Conclusion


Conclusion

Concerns about an IT "productivity paradox" were raised in the late 1980s. Over a decade of research since then has substantially improved our understanding of the relationship between IT and economic performance. The firm-level studies in particular suggest that, rather than being paradoxically unproductive, computers have had an impact on economic growth that is disproportionately large compared to their share of capital stock or investment, and that this impact is likely to grow further in coming years.

In particular, both case studies and econometric work point to organizational complements such as new business processes, new skills, and new organizational and industry structures as a major driver of the contribution of IT. These complementary investments, and the resulting assets, may be as much as an order of magnitude larger than the investments in the computer technology itself. However, they go largely uncounted in our national accounts, suggesting that computers have made a much larger real contribution to the economy than previously believed.

The use of firm-level data has cast a brighter light on the black box of production in the increasingly IT-based economy. The outcome has been a better understanding of the key inputs, including complementary organizational assets, as well as the key outputs including the growing roles of new products, new services, quality, variety, timeliness, and convenience. Measuring the intangible components of complementary systems will never be easy. But if researchers and business managers recognize the importance of the intangible costs and benefits of computers and undertake to evaluate them, a more precise assessment of these assets needn't be beyond computation.



Acknowledgments

This chapter is reprinted with permission from Journal of Economic Perspectives 14, no. 4 (Fall 2000): 23–48. Portions also appear in MIS Review and in an edited volume, The Puzzling Relations Between Computer and the Economy, Nathalie Greenan, Yannick Lhorty, and Jacques Mairesse, eds., MIT Press, 2001.

The authors thank David Autor, Brad DeLong, Robert Gordon, Shane Greenstein, Dale Jorgenson, Alan Krueger, Dan Sichel, Robert Solow, Kevin Stiroh, and Timothy Taylor for valuable comments on (portions of) earlier drafts.
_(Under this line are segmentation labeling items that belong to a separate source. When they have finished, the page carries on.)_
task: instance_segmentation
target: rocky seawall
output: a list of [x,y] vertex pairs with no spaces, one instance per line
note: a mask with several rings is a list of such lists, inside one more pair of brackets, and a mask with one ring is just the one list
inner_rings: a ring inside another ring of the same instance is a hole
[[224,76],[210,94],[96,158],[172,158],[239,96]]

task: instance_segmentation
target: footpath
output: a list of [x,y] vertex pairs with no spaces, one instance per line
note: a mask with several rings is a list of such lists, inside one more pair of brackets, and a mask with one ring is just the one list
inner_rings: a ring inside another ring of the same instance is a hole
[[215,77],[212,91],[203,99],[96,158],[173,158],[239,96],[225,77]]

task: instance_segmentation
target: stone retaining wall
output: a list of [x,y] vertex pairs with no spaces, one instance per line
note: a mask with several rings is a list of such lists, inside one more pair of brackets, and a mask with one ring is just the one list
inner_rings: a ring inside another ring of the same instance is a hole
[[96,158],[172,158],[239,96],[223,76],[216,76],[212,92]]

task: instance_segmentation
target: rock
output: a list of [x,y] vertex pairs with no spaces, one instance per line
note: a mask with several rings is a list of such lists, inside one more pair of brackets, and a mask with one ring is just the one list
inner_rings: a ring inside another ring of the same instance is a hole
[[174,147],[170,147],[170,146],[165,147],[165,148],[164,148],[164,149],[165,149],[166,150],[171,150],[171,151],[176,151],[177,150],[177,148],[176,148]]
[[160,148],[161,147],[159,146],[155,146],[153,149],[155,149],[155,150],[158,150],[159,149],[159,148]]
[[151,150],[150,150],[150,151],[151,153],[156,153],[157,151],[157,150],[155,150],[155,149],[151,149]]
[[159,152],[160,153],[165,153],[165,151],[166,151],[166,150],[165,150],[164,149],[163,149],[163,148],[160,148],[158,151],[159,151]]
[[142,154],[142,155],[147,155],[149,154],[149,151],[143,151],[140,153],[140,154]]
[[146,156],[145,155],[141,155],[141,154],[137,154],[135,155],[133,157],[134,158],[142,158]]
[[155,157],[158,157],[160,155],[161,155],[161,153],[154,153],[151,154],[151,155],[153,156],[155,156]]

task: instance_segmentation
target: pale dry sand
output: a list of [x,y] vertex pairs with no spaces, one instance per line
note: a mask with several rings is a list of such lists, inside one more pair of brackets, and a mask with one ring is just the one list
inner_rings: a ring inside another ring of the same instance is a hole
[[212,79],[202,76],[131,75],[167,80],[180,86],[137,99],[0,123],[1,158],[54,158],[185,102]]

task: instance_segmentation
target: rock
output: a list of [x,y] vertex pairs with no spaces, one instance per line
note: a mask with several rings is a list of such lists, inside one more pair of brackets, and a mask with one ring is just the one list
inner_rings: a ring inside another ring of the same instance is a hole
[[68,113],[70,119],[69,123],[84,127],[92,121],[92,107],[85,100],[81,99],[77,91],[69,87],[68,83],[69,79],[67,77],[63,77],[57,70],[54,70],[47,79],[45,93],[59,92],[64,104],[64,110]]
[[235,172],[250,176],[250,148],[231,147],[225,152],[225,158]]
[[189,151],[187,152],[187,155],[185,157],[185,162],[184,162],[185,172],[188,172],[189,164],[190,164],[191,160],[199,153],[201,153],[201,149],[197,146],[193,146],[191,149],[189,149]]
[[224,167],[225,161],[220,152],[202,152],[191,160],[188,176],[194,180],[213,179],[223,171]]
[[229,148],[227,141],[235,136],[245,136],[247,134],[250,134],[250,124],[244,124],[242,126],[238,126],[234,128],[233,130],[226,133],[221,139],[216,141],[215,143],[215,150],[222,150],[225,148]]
This work was funded in part by NSF Grant IIS-9733877.



Notes

  1. For a more general treatment of the literature on IT value see reviews by Attewell and Rule (1984), Brynjolfsson (1993), Wilson (1995), and Brynjolfsson and Yang (1996). For a discussion of the problems in economic measurement of computers contributions at the macroeconomic level see Baily and Gordon (1988), Siegel (1997), and Gullickson and Harper (1999).

  2. These studies assumed a standard form (Cobb-Douglas) for the production function, and measured the variables in logarithms. In general, using different functional forms, such as the transcendental logarithmic (translog) production function, has little effect on the measurement of output elasticities.

  3. Hitt (1996) and Brynjolfsson and Hitt (2000) present a formal analysis of this issue.

  4. Part of the difference in coefficients between short and long difference specifications could also be explained by measurement error (which tends to average out somewhat over longer time periods). Such errors-in-variables can bias down coefficients based on short differences, but the size of the change is too large to be attributed solely to this effect (Brynjolfsson and Hitt 2000).

  5. Kelley (1994) found that the use of programmable manufacturing equipment is correlated with several aspects of human resource practices.

  6. It is worth noting that if the exact quality change of an intermediate good is mismeasured, then the total productivity of the economy is not affected, only the allocation between sectors. However, if computer-using industries take advantage of the radical change in input costs and quality to introduce new quality levels (or entirely new goods) and these changes are not fully reflected in final output deflators, then total productivity will be affected. In periods of rapid technological change, both phenomena are common.